As a synovial joint, impairment of TMJ function due to impingement should be expected to occur, and has been described by Moses (14) and Kirk et al. (15,16). Synovial plicae are common findings in knee joints (4,5,42,43) and usually asymptomatic. The presence of synovial plicae in the TMJ are well documented (6,8,9). The discovery of a synovial plica during TMJ arthroscopy raises several questions. Are these synovial plicae causing impingement resulting in symptoms? Or, are these normal intra-articular structures that may be incidental findings, similar to findings that are observed in knee joints? Dupont (4) has indicated that in knee arthroscopy, there are no morphologic characteristics that allow assessment of the pathologic aspects of synovial plicae. Furthermore, only histopathology demonstrating inflammatory and/or fibrotic changes and resolution of symptoms with removal of the medial plica can confirm that the medial plica is causing symptoms. Additional pathologic findings seen on knee arthroscopy often make the evaluation of the plica's responsibility in symptoms difficult to analyze. Therefore, the presence of a medial plica along with other pathologic tissues, cannot definitively confirm whether the plica is a major cause of symptoms. Interestingly, the incidence of medial plica syndrome is estimated to be present in 3% of knee arthroscopies.

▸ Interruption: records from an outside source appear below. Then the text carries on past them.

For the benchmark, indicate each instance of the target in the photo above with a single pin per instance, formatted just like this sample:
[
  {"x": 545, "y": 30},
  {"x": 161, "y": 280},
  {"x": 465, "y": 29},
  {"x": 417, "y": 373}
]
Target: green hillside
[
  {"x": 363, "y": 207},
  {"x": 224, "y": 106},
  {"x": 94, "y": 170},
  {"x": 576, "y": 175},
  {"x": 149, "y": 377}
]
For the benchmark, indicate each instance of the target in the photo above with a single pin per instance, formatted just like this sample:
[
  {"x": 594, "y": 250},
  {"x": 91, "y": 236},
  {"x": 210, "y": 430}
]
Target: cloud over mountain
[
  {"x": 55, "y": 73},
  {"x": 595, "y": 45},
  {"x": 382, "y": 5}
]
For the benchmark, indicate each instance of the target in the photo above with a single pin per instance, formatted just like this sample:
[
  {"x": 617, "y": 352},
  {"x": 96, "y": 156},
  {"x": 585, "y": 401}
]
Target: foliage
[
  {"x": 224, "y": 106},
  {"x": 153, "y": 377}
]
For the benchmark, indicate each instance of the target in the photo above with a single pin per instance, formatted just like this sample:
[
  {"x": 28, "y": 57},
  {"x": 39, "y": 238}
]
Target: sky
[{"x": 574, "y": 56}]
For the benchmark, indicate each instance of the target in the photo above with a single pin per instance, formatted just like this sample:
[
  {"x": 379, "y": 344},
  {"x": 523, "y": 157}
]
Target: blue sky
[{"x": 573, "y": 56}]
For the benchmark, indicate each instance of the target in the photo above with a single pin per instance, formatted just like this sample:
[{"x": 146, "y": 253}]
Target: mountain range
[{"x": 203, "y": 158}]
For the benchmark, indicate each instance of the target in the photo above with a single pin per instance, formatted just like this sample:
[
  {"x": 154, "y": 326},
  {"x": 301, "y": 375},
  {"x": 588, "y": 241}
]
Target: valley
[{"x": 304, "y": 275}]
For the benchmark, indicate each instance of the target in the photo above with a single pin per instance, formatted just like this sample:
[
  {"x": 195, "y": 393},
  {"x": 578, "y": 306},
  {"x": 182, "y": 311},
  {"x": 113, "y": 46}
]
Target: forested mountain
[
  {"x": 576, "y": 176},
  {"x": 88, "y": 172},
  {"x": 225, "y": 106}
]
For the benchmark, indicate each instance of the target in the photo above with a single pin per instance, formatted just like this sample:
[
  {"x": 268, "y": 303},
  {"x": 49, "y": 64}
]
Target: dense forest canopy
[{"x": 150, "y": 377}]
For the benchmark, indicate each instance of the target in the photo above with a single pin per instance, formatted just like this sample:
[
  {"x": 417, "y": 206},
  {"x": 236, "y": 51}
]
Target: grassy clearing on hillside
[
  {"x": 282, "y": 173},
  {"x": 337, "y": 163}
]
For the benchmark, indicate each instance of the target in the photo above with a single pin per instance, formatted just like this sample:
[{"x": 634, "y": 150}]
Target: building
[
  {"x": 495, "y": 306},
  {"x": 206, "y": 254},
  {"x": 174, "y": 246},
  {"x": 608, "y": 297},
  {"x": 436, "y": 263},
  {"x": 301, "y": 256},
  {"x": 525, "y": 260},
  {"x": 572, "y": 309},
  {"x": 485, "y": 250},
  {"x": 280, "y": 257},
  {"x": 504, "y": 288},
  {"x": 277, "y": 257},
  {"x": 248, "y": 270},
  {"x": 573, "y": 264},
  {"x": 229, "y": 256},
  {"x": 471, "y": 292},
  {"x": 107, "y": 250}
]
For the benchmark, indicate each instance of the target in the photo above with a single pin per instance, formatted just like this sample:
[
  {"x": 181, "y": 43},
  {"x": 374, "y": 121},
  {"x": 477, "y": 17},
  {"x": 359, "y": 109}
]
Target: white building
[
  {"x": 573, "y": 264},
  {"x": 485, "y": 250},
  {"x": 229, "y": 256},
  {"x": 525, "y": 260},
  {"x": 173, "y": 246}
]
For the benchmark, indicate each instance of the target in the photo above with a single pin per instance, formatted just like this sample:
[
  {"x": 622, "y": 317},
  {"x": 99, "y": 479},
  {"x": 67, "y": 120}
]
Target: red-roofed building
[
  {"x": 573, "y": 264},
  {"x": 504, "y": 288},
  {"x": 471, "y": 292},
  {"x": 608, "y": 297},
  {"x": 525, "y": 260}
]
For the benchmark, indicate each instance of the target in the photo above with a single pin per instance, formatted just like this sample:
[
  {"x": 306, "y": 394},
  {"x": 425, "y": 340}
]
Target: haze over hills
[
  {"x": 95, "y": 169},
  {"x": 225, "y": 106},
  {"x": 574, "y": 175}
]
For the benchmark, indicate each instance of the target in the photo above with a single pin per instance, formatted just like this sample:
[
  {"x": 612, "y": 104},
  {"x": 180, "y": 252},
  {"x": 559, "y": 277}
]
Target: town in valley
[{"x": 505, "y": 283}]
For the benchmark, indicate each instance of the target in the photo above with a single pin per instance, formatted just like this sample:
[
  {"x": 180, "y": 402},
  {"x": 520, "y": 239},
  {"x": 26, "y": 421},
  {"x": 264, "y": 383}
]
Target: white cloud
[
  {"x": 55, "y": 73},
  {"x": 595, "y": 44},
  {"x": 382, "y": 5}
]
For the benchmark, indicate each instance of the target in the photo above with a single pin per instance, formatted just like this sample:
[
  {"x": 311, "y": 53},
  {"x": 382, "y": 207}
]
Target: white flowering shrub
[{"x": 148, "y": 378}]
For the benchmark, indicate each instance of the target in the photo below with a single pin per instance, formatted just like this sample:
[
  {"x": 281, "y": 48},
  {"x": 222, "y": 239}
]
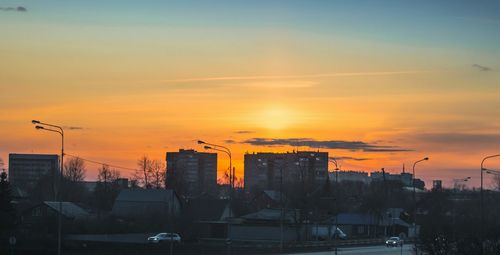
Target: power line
[{"x": 101, "y": 163}]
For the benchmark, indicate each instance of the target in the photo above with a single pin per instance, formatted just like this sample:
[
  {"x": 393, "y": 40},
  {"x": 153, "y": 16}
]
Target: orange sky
[{"x": 137, "y": 89}]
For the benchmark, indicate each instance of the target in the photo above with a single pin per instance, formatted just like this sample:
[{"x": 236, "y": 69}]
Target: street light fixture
[
  {"x": 216, "y": 147},
  {"x": 482, "y": 199},
  {"x": 56, "y": 129},
  {"x": 415, "y": 200}
]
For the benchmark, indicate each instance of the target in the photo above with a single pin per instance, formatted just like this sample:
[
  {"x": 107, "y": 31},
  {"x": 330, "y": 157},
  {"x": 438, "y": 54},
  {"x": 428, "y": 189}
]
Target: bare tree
[
  {"x": 158, "y": 174},
  {"x": 496, "y": 181},
  {"x": 74, "y": 170},
  {"x": 107, "y": 188},
  {"x": 142, "y": 175},
  {"x": 107, "y": 175}
]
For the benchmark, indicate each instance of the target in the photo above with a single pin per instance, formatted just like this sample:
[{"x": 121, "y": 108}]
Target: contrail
[{"x": 274, "y": 77}]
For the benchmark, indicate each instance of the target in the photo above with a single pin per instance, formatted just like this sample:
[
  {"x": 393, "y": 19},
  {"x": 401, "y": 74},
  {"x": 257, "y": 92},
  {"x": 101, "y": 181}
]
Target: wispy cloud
[
  {"x": 481, "y": 68},
  {"x": 350, "y": 158},
  {"x": 277, "y": 77},
  {"x": 244, "y": 132},
  {"x": 73, "y": 128},
  {"x": 16, "y": 9},
  {"x": 326, "y": 144}
]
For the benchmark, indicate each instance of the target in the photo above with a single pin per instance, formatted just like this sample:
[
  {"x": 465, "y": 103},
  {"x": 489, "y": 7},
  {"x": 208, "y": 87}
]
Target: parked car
[
  {"x": 165, "y": 237},
  {"x": 394, "y": 242}
]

The question remains for the oral and maxillofacial surgeon as to how one should treat a synovial plica seen during arthroscopic examination of the TMJ? A logical approach would be to remove the plica and submit the specimen for histopathologic examination (9). Patients undergoing TMJ arthroscopy have limited function and a reduction in the ability to tolerate loads, as well as reduced functional range of motion. Since a major goal of arthroscopic surgery is to remove impediments to mobility, the surgeon should eliminate the potential for a synovial plica to cause impingement, inflammation and reduced mobility.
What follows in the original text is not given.